In [1]:
# Imports
import numpy as np
import pandas as pd
import torch
import torch.nn as nn
from torch.utils.data import Dataset, DataLoader
from sklearn.preprocessing import MinMaxScaler
from openpyxl import load_workbook
import time
import os
from typing import Tuple, Dict
import warnings

warnings.filterwarnings("ignore")


# ============================================================================
# CONFIGURATION
# ============================================================================

device = torch.device("cuda" if torch.cuda.is_available() else "cpu")

DEFAULT_CONFIG = {
    "hidden_size": 128,
    "num_layers": 2,
    "dropout": 0.1,
    "lr": 0.001,
    "lookback": 10,
}

BATCH_SIZE = 32
MAX_EPOCHS = 200
PATIENCE = 30
NUM_RUNS = 15


# ============================================================================
# REPRODUCIBILITY
# ============================================================================


def set_seed(seed=42):
    """Set all random seeds for reproducibility"""
    np.random.seed(seed)
    torch.manual_seed(seed)
    if torch.cuda.is_available():
        torch.cuda.manual_seed(seed)
        torch.cuda.manual_seed_all(seed)
        torch.backends.cudnn.deterministic = True
        torch.backends.cudnn.benchmark = False


def seed_worker(worker_id):
    """Seed function for DataLoader workers"""
    worker_seed = torch.initial_seed() % 2**32
    np.random.seed(worker_seed)


# ============================================================================
# METRICS
# ============================================================================


def calculate_metrics(y_true: np.ndarray, y_pred: np.ndarray) -> Dict[str, float]:
    """Calculate MSE, RMSE, and R²"""
    mse = np.mean((y_true - y_pred) ** 2)
    rmse = np.sqrt(mse)

    ss_res = np.sum((y_true - y_pred) ** 2)
    ss_tot = np.sum((y_true - np.mean(y_true)) ** 2)
    r2 = 1 - (ss_res / ss_tot) if ss_tot != 0 else 0.0

    return {"mse": mse, "rmse": rmse, "r2": r2}


# ============================================================================
# DATA LOADING
# ============================================================================


def load_lstm_data_temporal(
    dataset_name: str, excel_path: str = "./datasets/data.xlsx"
) -> Tuple[np.ndarray, np.ndarray]:
    """Load time series data preserving temporal order from Excel"""

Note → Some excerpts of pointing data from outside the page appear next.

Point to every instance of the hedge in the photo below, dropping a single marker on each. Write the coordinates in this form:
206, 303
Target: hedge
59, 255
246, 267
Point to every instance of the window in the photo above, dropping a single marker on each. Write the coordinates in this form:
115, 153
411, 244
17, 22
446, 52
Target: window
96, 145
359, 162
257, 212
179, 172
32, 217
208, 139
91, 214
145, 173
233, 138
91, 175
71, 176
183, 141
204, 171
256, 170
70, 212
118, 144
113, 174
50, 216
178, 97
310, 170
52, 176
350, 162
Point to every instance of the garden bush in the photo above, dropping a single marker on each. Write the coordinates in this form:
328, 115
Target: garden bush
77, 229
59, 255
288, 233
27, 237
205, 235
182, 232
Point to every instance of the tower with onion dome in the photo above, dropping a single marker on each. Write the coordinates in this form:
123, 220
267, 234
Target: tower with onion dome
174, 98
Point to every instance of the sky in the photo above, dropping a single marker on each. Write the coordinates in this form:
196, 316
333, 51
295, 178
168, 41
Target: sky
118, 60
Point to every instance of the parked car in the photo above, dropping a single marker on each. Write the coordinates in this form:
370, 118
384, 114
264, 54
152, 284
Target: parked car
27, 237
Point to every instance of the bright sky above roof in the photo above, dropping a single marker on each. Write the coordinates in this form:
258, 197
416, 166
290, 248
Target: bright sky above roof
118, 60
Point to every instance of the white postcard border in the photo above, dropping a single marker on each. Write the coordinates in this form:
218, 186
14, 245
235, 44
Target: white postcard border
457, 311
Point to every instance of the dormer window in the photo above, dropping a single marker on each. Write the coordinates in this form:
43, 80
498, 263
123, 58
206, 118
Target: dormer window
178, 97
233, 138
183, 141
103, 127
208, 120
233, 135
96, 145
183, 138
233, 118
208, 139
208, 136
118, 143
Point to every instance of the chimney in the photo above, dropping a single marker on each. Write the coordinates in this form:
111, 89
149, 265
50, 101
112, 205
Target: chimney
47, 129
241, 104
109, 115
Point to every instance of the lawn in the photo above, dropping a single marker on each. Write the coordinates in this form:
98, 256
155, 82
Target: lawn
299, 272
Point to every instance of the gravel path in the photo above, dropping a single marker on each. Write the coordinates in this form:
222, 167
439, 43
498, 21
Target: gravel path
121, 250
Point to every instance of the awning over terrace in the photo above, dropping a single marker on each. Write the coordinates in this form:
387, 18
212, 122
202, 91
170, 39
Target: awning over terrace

    wb = load_workbook(excel_path, read_only=True, data_only=True)

    if dataset_name not in wb.sheetnames:
        raise ValueError(f"Dataset '{dataset_name}' not found in workbook")

    ws = wb[dataset_name]

    # Read header
    header_row = next(ws.iter_rows(min_row=1, max_row=1, values_only=True))
    header = [
        str(cell).strip().upper() if cell is not None else f"COL_{i}"
        for i, cell in enumerate(header_row)
    ]

    # Find SERIE column
    serie_col = None
    for i, col_name in enumerate(header):
        if "SERIE" in col_name:
            serie_col = i
            break

    # Find SPLIT column
    split_col = None
    for i, col_name in enumerate(header):
        if "SPLIT" in col_name or "CONJUNTO" in col_name:
            split_col = i
            break

    if serie_col is None or split_col is None:
        raise ValueError(
            f"Could not identify SERIE and SPLIT columns for {dataset_name}"
        )

    print(
        f"[{dataset_name}] Using columns - SERIE: idx={serie_col} ({header[serie_col]}), SPLIT: idx={split_col} ({header[split_col]})"
    )

    # Read data and show first few rows for verification
    data = []
    for row_idx, row in enumerate(ws.iter_rows(min_row=2, values_only=True)):
        if row[serie_col] is not None:
            data.append(row)
            # Print first 3 data rows to verify correct columns
            if row_idx < 3:
                print(
                    f"  Row {row_idx+2}: SERIE={row[serie_col]}, SPLIT={row[split_col]}"
                )

    if len(data) == 0:
        raise ValueError(f"No data found in sheet '{dataset_name}'")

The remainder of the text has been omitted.